There’s been much speculation about the old Bayers Hardware building on Upton and 43rd that’s being renovated in Linden Hills. At different times this year I’d heard Brit’s was going in with a rooftop bar, that Andrew Zimmern was opening his AZ Canteen there, that Vincent was opening a burger shop. None true.
The truth: Victory 44’s Erick Harcey told me that he’s taking the building for a three part project, to be named later (“Man, I hate naming things, so much pressure!”)
Part 1: The Restaurant
The front of the building on Upton will house an upscale casual restaurant. “It’s going to be an everyday eatery, we’ll do a brunch menu every day and then move into a dinner menu.” The space directly inside the entrance will have a beer and wine bar plus lounge seating with couches. Harcey plans a separate bar menu with six or so small things that are fun bites, “There will be a burger, not Victory’s Perfect Burger, but something unique to the location”. Giving off the good smells will be an Argentinian wood-fired grill and an open kitchen. Price points will remain neighborhood friendly, appetizers should range $6-$9 with entrées under $20. Where will this menu fit on the Parka-Victory 44 spectrum? “People think I’m all about pork, but I’m actually more of a flexitarian. This will be a wide-ranging menu that appeals to the neighborhood”.

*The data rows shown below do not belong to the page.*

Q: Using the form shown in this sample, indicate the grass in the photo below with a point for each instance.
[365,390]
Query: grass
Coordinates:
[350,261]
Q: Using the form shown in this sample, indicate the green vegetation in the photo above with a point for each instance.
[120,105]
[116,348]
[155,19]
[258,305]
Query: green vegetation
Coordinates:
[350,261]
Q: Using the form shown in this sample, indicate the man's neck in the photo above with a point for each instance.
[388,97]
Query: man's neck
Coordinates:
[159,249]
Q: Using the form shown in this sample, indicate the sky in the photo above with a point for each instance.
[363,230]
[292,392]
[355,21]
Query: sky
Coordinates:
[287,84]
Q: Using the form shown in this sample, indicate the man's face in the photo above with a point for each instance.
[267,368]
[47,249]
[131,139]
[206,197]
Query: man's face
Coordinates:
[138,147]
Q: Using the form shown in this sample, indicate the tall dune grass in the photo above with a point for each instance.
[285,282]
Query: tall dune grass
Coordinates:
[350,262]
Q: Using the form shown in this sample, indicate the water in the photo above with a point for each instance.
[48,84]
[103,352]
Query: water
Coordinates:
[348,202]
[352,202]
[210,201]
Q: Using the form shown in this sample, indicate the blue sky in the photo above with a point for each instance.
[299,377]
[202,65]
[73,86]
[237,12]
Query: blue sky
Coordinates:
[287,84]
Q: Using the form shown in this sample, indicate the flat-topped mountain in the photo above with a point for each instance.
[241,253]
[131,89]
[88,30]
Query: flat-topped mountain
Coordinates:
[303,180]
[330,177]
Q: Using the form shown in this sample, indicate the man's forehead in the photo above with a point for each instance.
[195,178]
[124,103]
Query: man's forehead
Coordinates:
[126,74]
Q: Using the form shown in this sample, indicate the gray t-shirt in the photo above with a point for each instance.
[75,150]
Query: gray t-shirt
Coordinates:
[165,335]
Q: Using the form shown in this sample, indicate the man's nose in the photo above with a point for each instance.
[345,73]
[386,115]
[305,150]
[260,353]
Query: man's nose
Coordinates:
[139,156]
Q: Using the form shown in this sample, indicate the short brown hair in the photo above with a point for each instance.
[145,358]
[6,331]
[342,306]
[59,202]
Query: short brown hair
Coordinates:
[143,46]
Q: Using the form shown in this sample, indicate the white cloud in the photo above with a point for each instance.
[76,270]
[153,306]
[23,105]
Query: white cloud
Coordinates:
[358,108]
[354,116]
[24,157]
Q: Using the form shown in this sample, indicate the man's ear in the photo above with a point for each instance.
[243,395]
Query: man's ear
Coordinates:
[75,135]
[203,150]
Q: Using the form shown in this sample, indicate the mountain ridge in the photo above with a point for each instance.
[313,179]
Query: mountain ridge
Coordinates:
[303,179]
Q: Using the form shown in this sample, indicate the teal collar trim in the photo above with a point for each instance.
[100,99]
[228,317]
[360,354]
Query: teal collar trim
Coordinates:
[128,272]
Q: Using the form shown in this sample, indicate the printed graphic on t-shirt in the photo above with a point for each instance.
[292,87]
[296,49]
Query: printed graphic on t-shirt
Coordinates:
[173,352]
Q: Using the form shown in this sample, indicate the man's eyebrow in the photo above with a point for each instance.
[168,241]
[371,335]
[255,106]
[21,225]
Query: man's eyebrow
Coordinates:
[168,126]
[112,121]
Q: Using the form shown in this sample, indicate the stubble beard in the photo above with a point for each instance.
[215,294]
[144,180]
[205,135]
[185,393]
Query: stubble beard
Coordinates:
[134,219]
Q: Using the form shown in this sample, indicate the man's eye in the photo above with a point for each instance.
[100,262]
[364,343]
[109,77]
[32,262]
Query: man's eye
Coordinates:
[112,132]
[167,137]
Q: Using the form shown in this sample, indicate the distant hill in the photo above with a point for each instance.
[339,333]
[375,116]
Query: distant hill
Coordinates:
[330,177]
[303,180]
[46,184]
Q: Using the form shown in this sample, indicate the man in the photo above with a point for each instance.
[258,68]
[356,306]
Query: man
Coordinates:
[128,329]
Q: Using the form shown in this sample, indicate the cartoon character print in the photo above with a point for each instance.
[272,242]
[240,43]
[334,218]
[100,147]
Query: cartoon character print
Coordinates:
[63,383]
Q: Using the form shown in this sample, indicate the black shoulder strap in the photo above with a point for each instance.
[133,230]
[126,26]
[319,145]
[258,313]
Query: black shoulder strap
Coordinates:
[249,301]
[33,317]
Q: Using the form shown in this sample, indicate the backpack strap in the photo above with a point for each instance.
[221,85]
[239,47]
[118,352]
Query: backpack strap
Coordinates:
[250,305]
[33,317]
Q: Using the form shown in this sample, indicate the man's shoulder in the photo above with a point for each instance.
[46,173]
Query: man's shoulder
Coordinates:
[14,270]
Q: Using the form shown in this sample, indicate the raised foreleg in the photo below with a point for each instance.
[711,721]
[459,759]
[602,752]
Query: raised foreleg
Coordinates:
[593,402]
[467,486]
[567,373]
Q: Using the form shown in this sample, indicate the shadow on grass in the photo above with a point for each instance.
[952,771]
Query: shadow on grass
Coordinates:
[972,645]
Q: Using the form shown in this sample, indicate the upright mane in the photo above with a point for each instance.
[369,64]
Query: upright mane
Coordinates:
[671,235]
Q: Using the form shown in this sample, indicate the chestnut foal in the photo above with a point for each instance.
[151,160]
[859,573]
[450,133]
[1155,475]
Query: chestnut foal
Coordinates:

Part 2: The Rotisserie Grab-n-Go
On the north side of the building, tucked back down the little sidewalk, there will be another entrance for a quick-stop shop (no seating) featuring rotisserie chicken and other meals. “The idea is that you can stop in and pick up a grilled whole bird or a half bird with a few healthy sides and feed your family of four for under $40.” The shop will also be open in the mornings for coffee and Patisserie 46 pastries, and there will be cases of prepared salads, sides, a daily sausage, house condiments, plus cookbooks and a bit of kitchen retail. “We’ll also have things like prepped mirepoix and a recipe of how to use the chicken carcass to make soup to help extend that meal.”
Part 3: The Kitchen Lab
The final part lives behind the shop in the back of the restaurant. It’s a separate demonstration kitchen with counter seating and a few tables. Harcey sees this as his playground. “We want to do something in there every day, like maybe host a free class, could be kid-focused or themed. The space is meant to be very interactive, we’ll do a lot of fun teaching things, but it’s not a school. It will be available for events and book clubs, and whatever the neighborhood wants.” But during the evening it will be a dining spot where four nights a week Harcey will be cooking his ass off. He plans to offer ticketed nights of interactive eating, likely around $85 for multiple courses of edgy and innovative food. “I hate the idea that people think fine dining is dying. I think you can make something that is an event and creative that is special for the eater, and that’s fine dining.”
The building is under construction as we speak, and Harcey is hoping for a February opening. Meanwhile, Victory 44 is currently closed until Thursday while it undergoes a little zhooshing (new seats, buffed out floors, a bit of paint, some refreshed wood), in case you want to go sit at that bar, eat some Devils on Horseback and needle him for more details.